The officer she had come with passed out, and Carl, after considerable delicate maneuverings, managed to be the one to take her home. She lived but four blocks from Theatre Headquarters, in an upstairs apartment in a building on the south side of Conneaut Circus. She was very argumentative and opinionated, and on that evening they sat in the front room of the apartment and argued bitterly in hushed voices to keep from disturbing her roommate.

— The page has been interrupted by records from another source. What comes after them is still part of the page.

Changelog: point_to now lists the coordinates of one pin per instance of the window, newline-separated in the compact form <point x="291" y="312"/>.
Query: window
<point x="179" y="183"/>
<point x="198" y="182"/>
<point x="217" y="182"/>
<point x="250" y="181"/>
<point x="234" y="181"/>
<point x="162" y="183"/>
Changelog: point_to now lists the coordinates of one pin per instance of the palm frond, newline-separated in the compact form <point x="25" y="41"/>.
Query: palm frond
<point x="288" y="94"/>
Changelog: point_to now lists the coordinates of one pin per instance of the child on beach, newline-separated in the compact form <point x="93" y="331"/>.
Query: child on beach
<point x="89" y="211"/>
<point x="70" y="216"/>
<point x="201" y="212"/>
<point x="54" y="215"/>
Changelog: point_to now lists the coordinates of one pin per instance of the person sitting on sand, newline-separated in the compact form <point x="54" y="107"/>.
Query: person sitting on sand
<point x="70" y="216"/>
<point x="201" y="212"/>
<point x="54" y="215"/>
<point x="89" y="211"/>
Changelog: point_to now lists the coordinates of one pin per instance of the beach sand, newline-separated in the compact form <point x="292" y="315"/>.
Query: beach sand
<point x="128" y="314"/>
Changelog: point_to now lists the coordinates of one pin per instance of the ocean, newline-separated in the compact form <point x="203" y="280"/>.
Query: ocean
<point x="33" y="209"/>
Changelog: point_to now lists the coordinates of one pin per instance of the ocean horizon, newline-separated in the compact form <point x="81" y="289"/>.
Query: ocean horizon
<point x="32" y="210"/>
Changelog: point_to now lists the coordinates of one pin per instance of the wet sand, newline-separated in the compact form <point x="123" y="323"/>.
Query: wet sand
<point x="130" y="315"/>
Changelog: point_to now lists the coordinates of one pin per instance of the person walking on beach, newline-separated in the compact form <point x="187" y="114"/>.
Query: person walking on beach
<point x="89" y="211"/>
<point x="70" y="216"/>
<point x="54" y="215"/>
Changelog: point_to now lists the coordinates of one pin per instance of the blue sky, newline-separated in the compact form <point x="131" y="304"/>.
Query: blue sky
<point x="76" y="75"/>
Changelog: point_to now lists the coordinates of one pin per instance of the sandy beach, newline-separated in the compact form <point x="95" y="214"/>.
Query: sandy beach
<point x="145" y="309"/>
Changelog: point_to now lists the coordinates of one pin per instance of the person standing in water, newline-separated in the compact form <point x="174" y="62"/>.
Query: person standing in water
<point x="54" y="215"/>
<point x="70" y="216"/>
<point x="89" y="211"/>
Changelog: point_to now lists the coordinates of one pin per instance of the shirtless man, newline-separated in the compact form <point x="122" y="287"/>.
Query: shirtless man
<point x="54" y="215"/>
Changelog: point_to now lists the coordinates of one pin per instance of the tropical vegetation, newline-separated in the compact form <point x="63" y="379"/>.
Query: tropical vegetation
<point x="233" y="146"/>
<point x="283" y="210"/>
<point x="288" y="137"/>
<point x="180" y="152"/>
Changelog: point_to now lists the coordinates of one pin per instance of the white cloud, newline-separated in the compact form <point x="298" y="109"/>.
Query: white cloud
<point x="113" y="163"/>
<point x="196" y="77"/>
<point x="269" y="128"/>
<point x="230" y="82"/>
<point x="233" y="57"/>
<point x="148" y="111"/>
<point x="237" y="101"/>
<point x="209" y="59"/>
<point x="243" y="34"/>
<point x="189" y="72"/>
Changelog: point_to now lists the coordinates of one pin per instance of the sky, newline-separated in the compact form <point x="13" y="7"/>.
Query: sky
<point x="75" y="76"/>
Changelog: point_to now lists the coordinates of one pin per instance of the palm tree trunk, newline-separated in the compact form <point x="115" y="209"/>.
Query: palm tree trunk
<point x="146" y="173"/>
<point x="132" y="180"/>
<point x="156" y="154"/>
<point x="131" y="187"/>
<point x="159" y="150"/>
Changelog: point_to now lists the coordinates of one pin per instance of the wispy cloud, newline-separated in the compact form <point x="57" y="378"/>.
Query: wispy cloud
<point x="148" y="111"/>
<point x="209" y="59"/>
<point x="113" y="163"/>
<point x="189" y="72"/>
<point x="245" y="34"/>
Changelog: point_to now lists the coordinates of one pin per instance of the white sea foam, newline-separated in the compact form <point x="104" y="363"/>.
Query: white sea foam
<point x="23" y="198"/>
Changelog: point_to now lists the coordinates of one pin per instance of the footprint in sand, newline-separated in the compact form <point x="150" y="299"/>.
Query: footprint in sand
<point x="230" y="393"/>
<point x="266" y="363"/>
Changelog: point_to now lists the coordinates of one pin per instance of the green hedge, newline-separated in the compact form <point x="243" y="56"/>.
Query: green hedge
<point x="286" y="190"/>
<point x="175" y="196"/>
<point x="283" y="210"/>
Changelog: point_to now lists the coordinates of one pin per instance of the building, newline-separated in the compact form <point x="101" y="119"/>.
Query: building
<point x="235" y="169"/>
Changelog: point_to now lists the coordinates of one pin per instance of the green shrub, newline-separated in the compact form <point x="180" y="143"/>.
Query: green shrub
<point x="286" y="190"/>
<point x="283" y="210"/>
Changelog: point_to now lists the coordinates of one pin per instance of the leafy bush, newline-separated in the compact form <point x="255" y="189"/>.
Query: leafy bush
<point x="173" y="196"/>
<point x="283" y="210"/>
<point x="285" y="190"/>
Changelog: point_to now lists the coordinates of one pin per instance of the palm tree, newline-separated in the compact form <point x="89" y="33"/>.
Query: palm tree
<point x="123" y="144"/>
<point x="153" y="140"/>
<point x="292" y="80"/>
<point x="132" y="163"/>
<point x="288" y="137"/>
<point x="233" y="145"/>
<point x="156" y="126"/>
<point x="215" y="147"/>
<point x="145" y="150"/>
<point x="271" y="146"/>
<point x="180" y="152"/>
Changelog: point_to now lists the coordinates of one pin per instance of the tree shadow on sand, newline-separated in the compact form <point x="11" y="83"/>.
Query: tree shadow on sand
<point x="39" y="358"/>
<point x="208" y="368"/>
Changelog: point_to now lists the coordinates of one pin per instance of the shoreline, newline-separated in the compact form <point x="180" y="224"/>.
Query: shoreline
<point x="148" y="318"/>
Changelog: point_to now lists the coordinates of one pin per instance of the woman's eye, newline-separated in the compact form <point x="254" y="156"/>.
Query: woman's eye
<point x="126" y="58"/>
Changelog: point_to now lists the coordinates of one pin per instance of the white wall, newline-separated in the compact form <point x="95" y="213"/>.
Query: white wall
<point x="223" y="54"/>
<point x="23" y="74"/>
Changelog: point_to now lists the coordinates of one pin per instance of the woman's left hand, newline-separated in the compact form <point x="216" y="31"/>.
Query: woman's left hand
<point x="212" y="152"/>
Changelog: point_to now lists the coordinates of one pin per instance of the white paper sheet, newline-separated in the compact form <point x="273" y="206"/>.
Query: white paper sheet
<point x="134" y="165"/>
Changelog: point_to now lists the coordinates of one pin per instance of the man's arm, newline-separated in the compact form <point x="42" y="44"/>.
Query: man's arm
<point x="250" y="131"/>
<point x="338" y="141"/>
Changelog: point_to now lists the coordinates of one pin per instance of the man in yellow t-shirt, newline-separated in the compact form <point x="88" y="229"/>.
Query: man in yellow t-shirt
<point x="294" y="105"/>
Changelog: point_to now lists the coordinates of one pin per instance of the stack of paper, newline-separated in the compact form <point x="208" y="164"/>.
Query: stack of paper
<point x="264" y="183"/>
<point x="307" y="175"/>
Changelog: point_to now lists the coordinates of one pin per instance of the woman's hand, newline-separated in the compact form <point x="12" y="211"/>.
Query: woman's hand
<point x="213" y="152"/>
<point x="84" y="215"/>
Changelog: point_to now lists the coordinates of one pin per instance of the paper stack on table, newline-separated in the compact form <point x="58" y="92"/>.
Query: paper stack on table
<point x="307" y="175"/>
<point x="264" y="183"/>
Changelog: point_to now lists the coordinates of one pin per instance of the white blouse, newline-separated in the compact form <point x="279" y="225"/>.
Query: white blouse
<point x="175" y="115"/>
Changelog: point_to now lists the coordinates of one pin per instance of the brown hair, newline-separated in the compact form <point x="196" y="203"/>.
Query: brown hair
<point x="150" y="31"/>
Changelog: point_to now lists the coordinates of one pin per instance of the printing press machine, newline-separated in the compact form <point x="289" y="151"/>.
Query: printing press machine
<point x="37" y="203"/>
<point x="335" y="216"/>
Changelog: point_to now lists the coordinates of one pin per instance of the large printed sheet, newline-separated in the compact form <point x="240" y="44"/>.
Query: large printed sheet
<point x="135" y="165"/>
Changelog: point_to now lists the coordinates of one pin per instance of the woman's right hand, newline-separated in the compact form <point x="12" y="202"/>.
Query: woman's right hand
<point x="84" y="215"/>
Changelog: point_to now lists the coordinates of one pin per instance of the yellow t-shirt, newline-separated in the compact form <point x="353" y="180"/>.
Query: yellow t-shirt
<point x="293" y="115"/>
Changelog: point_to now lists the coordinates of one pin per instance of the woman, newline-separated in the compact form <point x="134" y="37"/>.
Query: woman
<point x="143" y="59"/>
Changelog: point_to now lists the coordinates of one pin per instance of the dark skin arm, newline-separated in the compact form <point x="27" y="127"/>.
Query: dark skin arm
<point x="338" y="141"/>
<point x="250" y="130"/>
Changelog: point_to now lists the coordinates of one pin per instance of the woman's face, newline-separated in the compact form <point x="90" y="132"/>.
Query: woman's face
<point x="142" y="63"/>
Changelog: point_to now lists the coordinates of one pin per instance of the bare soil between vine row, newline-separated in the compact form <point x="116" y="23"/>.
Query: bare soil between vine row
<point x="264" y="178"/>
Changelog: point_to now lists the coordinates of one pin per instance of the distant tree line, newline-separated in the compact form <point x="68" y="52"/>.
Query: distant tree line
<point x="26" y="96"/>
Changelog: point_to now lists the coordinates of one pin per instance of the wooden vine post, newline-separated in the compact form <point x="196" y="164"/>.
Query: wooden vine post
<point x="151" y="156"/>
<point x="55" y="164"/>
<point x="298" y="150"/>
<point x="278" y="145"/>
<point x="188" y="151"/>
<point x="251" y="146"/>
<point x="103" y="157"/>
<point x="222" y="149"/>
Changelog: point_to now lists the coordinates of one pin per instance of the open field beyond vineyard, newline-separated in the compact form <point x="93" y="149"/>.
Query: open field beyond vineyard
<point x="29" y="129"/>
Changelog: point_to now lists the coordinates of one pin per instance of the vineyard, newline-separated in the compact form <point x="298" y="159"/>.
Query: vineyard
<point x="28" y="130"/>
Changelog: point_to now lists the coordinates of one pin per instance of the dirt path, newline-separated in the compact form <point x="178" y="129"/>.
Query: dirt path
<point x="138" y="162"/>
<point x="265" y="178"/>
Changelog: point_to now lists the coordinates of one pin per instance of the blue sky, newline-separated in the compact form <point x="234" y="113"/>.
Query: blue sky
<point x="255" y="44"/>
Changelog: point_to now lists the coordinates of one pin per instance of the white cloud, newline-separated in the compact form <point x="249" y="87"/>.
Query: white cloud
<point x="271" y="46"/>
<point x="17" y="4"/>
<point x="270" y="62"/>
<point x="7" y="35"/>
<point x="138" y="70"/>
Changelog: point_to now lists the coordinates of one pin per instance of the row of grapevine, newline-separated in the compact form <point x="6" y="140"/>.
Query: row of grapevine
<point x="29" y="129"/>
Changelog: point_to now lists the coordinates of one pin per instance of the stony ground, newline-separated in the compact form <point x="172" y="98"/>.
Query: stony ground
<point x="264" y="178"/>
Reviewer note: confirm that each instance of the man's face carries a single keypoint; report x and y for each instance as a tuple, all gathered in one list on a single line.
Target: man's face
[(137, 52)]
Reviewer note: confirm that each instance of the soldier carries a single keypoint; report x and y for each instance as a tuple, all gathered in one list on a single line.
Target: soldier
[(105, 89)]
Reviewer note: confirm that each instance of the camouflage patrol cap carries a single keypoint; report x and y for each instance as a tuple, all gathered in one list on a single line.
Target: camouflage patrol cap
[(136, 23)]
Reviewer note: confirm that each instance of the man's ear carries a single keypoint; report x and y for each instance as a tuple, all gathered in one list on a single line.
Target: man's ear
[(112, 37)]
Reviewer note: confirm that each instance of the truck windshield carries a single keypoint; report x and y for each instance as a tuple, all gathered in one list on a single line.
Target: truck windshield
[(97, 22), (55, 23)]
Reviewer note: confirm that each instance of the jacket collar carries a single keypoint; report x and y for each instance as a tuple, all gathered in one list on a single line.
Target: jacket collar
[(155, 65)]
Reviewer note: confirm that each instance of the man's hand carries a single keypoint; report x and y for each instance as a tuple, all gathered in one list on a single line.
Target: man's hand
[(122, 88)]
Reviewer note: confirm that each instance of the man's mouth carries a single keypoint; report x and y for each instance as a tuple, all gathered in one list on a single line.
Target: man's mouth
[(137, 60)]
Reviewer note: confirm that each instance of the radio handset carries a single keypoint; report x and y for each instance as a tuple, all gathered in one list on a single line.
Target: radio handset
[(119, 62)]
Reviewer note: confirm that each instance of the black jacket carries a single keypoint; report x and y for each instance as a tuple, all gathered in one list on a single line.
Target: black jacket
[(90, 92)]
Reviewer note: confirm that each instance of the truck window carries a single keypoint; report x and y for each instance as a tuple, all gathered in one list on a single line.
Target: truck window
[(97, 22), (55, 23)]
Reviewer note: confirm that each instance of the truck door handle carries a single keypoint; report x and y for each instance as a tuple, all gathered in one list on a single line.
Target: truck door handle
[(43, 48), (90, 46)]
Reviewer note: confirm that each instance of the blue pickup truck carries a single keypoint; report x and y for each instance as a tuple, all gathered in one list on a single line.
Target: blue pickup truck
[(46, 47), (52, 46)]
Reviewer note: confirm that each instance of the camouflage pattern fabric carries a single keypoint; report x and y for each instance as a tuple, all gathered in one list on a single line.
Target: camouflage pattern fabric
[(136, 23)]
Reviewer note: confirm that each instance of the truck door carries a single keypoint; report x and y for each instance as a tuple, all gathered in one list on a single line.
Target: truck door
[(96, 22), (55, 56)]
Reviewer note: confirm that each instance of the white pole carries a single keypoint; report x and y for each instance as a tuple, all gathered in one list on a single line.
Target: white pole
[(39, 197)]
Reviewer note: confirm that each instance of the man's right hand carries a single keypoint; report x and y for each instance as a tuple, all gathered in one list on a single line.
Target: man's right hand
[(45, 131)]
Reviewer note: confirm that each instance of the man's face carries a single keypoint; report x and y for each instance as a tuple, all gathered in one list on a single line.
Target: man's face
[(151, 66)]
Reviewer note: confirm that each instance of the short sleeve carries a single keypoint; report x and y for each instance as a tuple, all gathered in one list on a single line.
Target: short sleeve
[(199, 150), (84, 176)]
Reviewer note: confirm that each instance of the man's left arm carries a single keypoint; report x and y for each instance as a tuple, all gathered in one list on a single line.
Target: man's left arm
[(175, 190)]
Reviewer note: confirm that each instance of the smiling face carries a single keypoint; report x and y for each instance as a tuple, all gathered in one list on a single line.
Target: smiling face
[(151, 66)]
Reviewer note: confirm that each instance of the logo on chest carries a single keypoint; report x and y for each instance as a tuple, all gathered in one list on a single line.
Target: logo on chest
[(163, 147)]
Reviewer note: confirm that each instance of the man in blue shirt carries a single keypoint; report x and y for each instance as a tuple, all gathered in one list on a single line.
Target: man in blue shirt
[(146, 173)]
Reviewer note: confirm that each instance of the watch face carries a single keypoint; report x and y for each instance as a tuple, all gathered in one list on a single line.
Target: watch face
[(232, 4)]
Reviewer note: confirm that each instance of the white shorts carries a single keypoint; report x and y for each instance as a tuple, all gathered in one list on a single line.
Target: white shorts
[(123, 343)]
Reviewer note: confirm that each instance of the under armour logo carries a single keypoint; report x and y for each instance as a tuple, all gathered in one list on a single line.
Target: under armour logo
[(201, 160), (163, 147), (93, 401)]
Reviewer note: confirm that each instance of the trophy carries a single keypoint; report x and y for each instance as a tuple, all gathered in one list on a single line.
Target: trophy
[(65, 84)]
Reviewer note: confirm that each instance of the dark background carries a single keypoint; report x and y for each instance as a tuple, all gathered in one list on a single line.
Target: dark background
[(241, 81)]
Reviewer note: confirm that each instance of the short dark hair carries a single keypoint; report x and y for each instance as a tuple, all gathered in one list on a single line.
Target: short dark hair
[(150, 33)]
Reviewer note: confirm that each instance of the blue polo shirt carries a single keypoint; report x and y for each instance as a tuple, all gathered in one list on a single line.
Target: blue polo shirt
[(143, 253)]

The next day was Sunday. He met her by prearrangement and they took a tonga ride through the more pleasant suburban part of the city and returned to her place in the late afternoon. Her roommate was out. A half hour after they had entered the apartment, he possessed her on the shabby settee in the tiny front room of the apartment, and again, an hour later, in the more spacious bedroom of the apartment.
During the next week the first building to house junior officers was completed, and Carl was moved out of the hotel. At about the same time Sandy’s roommate disappeared. “She had to go back to her people in Agra because of sickness,” Sandy explained. She wanted to look for another roommate. She did not make enough money to carry the apartment
alone. Carl persuaded her to let him pay fifty rupees a month toward the upkeep of the apartment.
After the affair had gone on a month, Carl knew her very well and knew that she was very unsuitable. She was arrogant and selfish and lazy. She was quarrelsome and demanding. She was half-educated, and coarse, and she treated the Indian servants with a vicious contempt that continually embarrassed him. She was such an inveterate, incurable liar that it was impossible for him to piece together any coherent personal history. She demanded dozens of small, intimate attentions, and became furious when he was not as obedient as any servant. Their quarrels were violent and exhausting, and it was a rare week when he did not plunge out of the apartment, vowing never to return. She had a fishwife temper and her tantrums were like those of a small child, rolling and drumming her heels and screaming.